Modernización de la economía:El mejoramiento de la competitividad empresarial tiene que sustentarse en una estrategia nacional orientada a la organización del sistema productivo argentino y de sus niveles de eficiencia institucional. El objetivo es una modernización internacionalmente competitiva de la economía argentina, que eluda el grave peligro de su reprimarización. Esto implica utilizar los beneficios derivados del despliegue inmediato de la enorme potencialidad exportadora de aquellos sectores que ya presentan ventajas competitivas, como la agroindustria, la energía, los recursos minerales y las industrias del conocimiento, para construir un sólido sistema productivo que, a partir de la transformación de las materias primas en productos de alto valor agregado, nos permita adquirir la diversificación necesaria para hacer de la Argentina un actor de primer nivel en el comercio internacional.
Promover la actividad económica, no asfixiarla:El fortalecimiento de una sólida economía de mercado, basada en la iniciativa privada, es una condición indispensable para la el desarrollo nacional. Esto exige la plena liberación de toda la enorme capacidad creadora de lnuestras fuerzas productivas. La misión del Estado es promover la actividad económica, no asfixiarla. Es preciso terminar con la improvisación en la administración de un Estado convertido en botín de guerra de la política y elegir funcionarios públicos competentes, designados por su idoneidad profesional y no por su filiación partidaria o sus vinculaciones personales o empresarias para sean funcionales a esos intereses.

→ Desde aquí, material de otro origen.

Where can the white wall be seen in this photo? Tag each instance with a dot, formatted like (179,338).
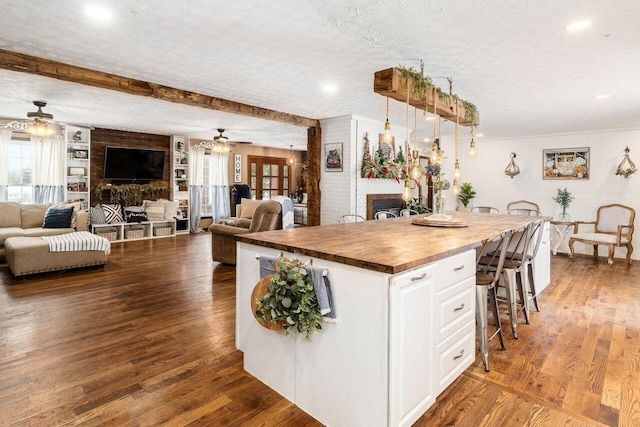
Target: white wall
(346,192)
(494,188)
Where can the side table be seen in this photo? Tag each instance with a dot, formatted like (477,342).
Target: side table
(562,228)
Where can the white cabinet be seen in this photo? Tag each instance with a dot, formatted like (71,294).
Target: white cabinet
(126,231)
(542,261)
(77,165)
(411,390)
(398,342)
(180,181)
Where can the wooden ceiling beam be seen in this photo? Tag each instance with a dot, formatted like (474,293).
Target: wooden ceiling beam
(43,67)
(391,83)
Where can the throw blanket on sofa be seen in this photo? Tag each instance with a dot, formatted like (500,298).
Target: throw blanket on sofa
(78,241)
(287,211)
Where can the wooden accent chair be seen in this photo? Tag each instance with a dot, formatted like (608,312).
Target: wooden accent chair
(267,216)
(613,227)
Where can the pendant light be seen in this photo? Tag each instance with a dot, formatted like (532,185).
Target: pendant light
(435,147)
(472,145)
(291,160)
(456,170)
(626,167)
(388,136)
(416,174)
(512,169)
(406,194)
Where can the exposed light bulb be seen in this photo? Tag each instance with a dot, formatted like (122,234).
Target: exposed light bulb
(388,136)
(416,174)
(406,194)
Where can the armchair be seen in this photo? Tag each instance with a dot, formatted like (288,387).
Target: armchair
(267,216)
(613,227)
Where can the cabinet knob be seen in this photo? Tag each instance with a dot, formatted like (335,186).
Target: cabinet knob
(459,308)
(420,277)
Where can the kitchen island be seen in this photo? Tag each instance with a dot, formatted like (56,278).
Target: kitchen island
(404,297)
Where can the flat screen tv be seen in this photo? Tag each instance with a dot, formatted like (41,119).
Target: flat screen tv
(133,164)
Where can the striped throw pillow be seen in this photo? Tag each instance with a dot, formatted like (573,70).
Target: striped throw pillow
(112,213)
(97,215)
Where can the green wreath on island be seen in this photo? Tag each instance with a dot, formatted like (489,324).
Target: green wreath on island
(290,301)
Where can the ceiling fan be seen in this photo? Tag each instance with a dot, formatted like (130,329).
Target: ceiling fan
(225,140)
(42,123)
(221,143)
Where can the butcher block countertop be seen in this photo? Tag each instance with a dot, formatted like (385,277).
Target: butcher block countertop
(388,245)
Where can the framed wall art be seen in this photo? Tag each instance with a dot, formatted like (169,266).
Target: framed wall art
(333,157)
(565,163)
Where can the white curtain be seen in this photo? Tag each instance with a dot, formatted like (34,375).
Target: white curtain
(220,186)
(196,181)
(5,141)
(47,158)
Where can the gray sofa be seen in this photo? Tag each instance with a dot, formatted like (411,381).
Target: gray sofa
(26,220)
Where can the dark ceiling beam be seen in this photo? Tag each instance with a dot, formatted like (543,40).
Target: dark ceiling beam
(43,67)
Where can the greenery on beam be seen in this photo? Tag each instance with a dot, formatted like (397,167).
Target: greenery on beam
(129,194)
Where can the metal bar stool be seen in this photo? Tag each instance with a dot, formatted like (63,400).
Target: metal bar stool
(538,230)
(487,276)
(514,278)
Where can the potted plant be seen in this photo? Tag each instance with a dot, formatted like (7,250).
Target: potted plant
(466,194)
(564,199)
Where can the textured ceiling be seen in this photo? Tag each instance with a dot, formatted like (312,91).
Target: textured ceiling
(512,58)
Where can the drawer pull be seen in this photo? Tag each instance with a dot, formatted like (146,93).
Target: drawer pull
(459,355)
(420,277)
(459,308)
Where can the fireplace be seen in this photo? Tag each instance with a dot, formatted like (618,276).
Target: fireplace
(383,202)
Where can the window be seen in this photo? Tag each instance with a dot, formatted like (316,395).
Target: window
(20,187)
(207,205)
(269,176)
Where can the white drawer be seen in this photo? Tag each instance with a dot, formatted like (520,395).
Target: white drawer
(454,355)
(454,307)
(456,268)
(415,275)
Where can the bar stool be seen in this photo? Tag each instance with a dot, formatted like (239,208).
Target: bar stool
(514,279)
(538,230)
(487,276)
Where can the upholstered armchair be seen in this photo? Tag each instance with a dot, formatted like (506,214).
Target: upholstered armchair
(613,228)
(267,216)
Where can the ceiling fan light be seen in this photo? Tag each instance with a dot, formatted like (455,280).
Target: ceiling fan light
(40,128)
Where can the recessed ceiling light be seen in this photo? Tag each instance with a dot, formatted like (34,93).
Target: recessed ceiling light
(578,26)
(98,13)
(329,88)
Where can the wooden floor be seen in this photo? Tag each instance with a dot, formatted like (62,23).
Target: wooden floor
(149,340)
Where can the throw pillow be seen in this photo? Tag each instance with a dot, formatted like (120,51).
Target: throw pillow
(248,207)
(112,212)
(132,216)
(77,206)
(155,210)
(58,218)
(97,215)
(171,208)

Igualdad de oportunidades:La vertiginosa aceleración de los adelantos científicos y los cambios tecnológicos representan un gigantesco desafío al mundo del trabajo. La respuesta es encarar una verdadera Revolución de la Educación y del Trabajo que promueva las condiciones para que todas las personas puedan participar activamente de los beneficios de este nuevo tiempo. Todos los argentinos, sin distinción, con independencia de su edad, condición social o lugar de nacimiento o residencia, deben tener aseguradas las posibilidades de desarrollar sus capacidades, individual y colectivamente, de manera competitiva. El nuevo nombre de la justicia social es la igualdad de oportunidades y el único camino es la educación.
La mirada de Roberto Lavagna en este punto está puesta en una economía de mercado con un estado promotor del crecimiento económico y la justicia social pero basada en la iniciativa privada.